Homelessness and housing insecurity rose much more in rural areas than the rest of the nation in the last two years

Rural homelessness looks different depending on where you live. "In Southwest Oregon it looks like a city of under 25,000 residents with nearly 150 people on a waitlist for temporary housing. . . . In Eastern Kentucky, it looks like a severe shortage of affordable housing made immeasurably worse by a natural disaster. . . . For many tens of thousands of individuals and families in rural America, it looks like another anxiety-ridden night," reports by Taylor Sisk and Jan Pytalski of The Daily Yonder. "Nationwide, homelessness rose less than a half percent from 2020 to 2022 but almost 6% in rural communities. The reasons are many and varied."
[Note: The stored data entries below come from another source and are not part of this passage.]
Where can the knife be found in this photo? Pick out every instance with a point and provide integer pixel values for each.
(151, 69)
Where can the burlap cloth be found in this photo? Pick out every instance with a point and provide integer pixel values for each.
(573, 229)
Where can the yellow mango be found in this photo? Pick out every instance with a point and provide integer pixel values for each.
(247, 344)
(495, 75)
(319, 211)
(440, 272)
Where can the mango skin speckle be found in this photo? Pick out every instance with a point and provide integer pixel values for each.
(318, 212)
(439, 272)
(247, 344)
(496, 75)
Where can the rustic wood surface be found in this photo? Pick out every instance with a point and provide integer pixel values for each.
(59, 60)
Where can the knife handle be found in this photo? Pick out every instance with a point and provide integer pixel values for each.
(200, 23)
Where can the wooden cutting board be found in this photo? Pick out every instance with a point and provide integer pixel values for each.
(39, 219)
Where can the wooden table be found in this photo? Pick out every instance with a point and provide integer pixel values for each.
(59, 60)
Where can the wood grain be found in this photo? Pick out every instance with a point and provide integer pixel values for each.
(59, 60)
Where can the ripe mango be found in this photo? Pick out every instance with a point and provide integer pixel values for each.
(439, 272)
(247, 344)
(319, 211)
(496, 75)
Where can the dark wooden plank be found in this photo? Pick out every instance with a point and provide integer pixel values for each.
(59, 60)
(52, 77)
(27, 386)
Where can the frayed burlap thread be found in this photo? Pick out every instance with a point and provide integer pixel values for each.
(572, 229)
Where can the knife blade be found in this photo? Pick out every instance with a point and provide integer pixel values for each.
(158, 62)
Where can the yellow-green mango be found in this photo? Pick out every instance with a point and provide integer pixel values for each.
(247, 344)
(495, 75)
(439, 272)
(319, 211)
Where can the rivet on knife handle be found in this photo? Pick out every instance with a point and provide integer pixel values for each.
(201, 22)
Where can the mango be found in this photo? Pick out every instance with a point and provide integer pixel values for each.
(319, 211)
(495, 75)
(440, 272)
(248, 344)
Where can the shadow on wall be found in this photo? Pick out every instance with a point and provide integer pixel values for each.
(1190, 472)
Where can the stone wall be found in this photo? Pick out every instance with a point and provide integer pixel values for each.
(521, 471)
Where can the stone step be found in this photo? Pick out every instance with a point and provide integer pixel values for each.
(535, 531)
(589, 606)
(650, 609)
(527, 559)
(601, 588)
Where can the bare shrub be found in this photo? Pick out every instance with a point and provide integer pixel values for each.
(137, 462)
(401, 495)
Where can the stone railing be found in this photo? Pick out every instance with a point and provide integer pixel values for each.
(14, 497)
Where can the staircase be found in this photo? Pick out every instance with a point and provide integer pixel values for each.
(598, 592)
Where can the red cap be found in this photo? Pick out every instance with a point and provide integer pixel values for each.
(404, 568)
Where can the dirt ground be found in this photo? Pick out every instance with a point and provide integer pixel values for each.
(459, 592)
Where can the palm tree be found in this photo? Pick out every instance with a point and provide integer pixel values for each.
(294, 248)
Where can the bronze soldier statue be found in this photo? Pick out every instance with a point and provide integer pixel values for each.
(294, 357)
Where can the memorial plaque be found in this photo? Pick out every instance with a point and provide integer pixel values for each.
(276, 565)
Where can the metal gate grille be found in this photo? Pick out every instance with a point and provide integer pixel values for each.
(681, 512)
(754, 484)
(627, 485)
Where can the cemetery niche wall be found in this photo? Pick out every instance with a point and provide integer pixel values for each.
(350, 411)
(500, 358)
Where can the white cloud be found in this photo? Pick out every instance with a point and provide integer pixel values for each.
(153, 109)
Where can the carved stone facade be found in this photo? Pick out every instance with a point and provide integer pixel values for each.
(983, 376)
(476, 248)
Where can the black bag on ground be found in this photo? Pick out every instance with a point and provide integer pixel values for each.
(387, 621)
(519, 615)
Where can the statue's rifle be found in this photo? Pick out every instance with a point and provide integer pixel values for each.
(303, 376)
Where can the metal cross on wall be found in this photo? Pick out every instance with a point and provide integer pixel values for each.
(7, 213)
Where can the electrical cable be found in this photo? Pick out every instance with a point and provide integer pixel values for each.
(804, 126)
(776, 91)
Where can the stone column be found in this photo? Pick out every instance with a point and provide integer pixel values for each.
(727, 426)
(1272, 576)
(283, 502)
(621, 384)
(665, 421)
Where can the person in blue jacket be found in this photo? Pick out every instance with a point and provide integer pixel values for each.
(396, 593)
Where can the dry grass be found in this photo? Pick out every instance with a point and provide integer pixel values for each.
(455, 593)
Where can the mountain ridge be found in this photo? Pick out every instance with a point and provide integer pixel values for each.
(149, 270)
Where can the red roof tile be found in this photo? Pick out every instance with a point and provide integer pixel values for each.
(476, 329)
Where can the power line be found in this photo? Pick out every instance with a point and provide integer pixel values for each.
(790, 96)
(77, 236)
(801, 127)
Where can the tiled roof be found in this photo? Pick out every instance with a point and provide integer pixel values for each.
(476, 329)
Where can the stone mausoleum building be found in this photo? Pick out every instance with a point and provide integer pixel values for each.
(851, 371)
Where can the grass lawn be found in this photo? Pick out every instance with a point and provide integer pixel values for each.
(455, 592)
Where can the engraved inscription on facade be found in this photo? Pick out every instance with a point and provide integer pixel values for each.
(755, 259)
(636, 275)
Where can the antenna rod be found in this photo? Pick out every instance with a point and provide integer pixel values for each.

One problem is the lack of "large-scale development in rural communities; construction costs are often higher and there’s therefore less incentive for private investment," Sisk and Pytalski write. "But some rural communities are rising to the challenge, recognizing that getting people into at least temporary housing is critical to the health and well-being of the entire community." Lance George, director of research and information at the Housing Assistance Council in Washington, D.C., told the Yonder, "They’re incredibly resourceful and ingenious [community organizations] and work on shoestring budgets and get amazing amounts of work done."

Roseburg, Oregon, pop. 23,700, shows community resources in action. "Located on the southern edge of Roseburg’s downtown is the Gary Leif Navigation Center, a shelter that provides a place to sleep and a variety of wraparound services for the unhoused," the Yonder reports. "During the 2023 Point-in-Time Count, 150 people showed up to be counted and another 200 were counted across homeless encampments in the county. . . .The center provides 10 pods that offer an air-conditioned and heated safe environment for individuals to sleep and store their belongings . . . .The shelter’s guests can also cook and store their own food in a communal kitchen in a separate building. . . . An extreme shortage of affordable housing is a primary source of homelessness in Roseburg."

Eastern Kentucky offers another example. "Angela Crase is the director of residential property management for Kentucky River Community Care. She said that in the most recent Point-in-Time Count, they were surprised to document more than 40 unhoused people in Perry County," where Hazard is the seat. "KRCC is a nonprofit community mental health center, part of a network of such facilities the state established in the 1960s after John Kennedy signed the Community Mental Health Act of 1963. Today, KRCC provides housing opportunities not only for those with behavioral health issues but anyone in need. . . . KRCC oversees 114 apartments throughout its region."

Phillip Hardin, KRCC’s facilities director, told the Yonder, “The basic premise was that in order to have healthy clients, they had to have a clean, decent, affordable place to live." Crase told the Yonder, “We follow a housing first model. This approach recognizes the need for the most fundamental necessities to be met before addressing substance use, mental health concerns or employment."